Le produit est entièrement développé depuis la France, qui gère également les aspects techniques et commerciaux, comme les négociations avec les ayants droit musicaux des 35 pays couverts. “C’est la première fois que Microsoft fait le pari de lancer et développer ailleurs qu’à Redmond (ville près de Seattle où est basé Microsoft) un produit d’envergure internationale. Nous sommes le plus grand centre en Europe de la division Interactive Entertainment Business (dédiée au divertissement)”, souligne Jamel Gafsi.

“Attirer les talents ailleurs qu’aux USA”

“Bien sûr il y a toujours un risque dans un pari, mais nous avons amplement réussi à prouver que c’était possible, nous sommes une équipe à part entière. Nous avons tous les avantages de l’esprit et de l’agilité d’une start-up, avec les facilités d’un grand groupe établi”, selon lui. “Paris, cela a été un concours de circonstances, il y avait cette volonté de Microsoft de décentraliser des activités d’ “Entertainment” pour avoir de la valeur ajoutée, et pour attirer des talents ailleurs qu’à Redmond”, ajoute-t-il. Mais une telle indépendance a aussi un prix et implique “beaucoup de communication avec le siège, et beaucoup de voyages à Redmond”, admet M. Gafsi.

Un des responsables de son équipe dit ainsi consacrer “une semaine par mois, parfois plus” à des déplacements au siège américain, sans compter les journées décalées en raison des 9 heures d’avance que compte Paris sur Redmond: “Les contacts et le travail avec les Etats-Unis commencent vraiment à 17H”, explique-t-on.

Et si Xbox Music n’a que deux mois d’existence, “en ligne de mire, il y a iTunes comme concurrent à l’international. On n’en est pas encore à les concurrencer, on a nos atouts, ils ont les leurs, c’est un enjeu de quelques années. Il n’y a pas ou Apple ou nous, il y a de la place pour chacun”, estime Jamel Gafsi.

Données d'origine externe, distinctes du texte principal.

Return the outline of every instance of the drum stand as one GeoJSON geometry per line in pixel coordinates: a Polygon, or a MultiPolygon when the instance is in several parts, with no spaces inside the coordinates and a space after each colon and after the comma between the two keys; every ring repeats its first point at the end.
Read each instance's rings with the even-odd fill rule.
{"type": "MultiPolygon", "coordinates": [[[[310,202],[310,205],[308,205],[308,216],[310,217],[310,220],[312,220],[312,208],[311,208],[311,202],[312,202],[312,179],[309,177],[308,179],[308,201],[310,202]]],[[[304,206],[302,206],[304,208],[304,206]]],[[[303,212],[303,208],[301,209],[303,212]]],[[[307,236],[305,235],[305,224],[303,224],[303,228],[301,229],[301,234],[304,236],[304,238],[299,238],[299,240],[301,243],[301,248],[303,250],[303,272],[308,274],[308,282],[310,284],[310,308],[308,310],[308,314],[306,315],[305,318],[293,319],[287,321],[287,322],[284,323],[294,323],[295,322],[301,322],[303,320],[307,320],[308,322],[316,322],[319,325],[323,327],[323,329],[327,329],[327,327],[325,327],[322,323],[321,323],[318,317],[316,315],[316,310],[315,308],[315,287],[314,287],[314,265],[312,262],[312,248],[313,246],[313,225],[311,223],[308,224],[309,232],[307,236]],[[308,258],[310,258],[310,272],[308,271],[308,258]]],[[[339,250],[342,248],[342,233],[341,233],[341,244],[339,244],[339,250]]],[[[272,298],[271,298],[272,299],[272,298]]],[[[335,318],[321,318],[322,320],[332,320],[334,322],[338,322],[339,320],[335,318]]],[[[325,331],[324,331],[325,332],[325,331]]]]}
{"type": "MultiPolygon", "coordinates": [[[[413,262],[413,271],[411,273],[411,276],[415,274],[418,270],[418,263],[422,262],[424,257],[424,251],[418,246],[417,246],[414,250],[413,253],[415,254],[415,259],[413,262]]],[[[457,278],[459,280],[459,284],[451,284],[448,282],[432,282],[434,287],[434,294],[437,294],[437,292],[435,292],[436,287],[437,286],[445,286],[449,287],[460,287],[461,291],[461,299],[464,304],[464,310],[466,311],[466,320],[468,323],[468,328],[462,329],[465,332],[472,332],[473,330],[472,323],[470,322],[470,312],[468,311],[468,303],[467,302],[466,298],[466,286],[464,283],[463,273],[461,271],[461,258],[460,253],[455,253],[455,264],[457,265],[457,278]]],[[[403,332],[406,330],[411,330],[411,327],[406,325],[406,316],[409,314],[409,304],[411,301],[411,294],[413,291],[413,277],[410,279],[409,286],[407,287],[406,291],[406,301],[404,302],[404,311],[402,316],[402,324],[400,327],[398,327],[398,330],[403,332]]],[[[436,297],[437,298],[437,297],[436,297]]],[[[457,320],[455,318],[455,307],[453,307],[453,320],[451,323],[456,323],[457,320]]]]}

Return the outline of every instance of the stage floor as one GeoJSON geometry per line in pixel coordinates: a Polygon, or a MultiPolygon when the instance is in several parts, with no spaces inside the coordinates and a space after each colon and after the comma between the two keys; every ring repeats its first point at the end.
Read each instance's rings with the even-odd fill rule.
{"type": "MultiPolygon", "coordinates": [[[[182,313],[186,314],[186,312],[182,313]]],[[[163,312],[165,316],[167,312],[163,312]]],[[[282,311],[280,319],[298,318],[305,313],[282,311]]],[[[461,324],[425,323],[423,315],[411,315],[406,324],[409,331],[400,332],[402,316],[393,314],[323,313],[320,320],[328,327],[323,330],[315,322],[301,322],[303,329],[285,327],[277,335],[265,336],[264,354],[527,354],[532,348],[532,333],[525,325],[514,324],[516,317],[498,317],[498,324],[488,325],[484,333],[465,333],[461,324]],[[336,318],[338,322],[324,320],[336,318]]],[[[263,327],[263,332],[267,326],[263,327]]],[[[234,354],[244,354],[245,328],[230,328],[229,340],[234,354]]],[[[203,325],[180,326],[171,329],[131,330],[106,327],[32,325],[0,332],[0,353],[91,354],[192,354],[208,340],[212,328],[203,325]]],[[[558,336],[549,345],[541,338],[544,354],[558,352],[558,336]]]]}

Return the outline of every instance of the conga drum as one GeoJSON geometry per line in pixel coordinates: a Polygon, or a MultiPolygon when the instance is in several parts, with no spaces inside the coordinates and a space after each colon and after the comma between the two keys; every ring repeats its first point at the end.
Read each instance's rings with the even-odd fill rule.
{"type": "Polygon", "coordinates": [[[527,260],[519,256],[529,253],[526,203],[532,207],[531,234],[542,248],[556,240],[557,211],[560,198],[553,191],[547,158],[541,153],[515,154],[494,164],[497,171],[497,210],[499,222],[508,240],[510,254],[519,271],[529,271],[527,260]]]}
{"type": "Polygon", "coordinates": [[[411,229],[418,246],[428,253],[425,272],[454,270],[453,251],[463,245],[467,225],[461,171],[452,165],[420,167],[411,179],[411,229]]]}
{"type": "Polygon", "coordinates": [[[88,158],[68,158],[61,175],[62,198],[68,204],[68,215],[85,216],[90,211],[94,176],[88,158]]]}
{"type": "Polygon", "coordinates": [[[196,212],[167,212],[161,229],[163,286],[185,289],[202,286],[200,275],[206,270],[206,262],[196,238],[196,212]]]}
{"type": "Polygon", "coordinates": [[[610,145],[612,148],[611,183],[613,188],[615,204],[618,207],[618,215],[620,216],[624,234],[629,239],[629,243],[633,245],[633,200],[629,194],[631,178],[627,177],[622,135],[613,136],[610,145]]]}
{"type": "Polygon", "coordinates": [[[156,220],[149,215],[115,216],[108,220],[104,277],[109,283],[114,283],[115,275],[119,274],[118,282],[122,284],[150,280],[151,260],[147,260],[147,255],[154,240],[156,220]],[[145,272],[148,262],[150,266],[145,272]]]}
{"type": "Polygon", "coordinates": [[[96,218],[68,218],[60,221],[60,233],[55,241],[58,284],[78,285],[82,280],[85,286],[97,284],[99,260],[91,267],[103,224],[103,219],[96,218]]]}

Parmi ses atouts, Microsoft peut en déjà compter sur les 70 millions de consoles Xbox en circulation dans le monde, et le fait que cette dernière n’est plus uniquement dédiée au jeu mais aussi à la vidéo, la musique et la télévision.

“Le consommateur va se connecter de plus en plus autour du poste de télévision, et nous voulons que la Xbox ait une place de choix dans le salon, qu’elle devienne le meilleur endroit pour se divertir et un vrai écosystème entre musique, vidéo et jeux”, résume Jamel Gafsi.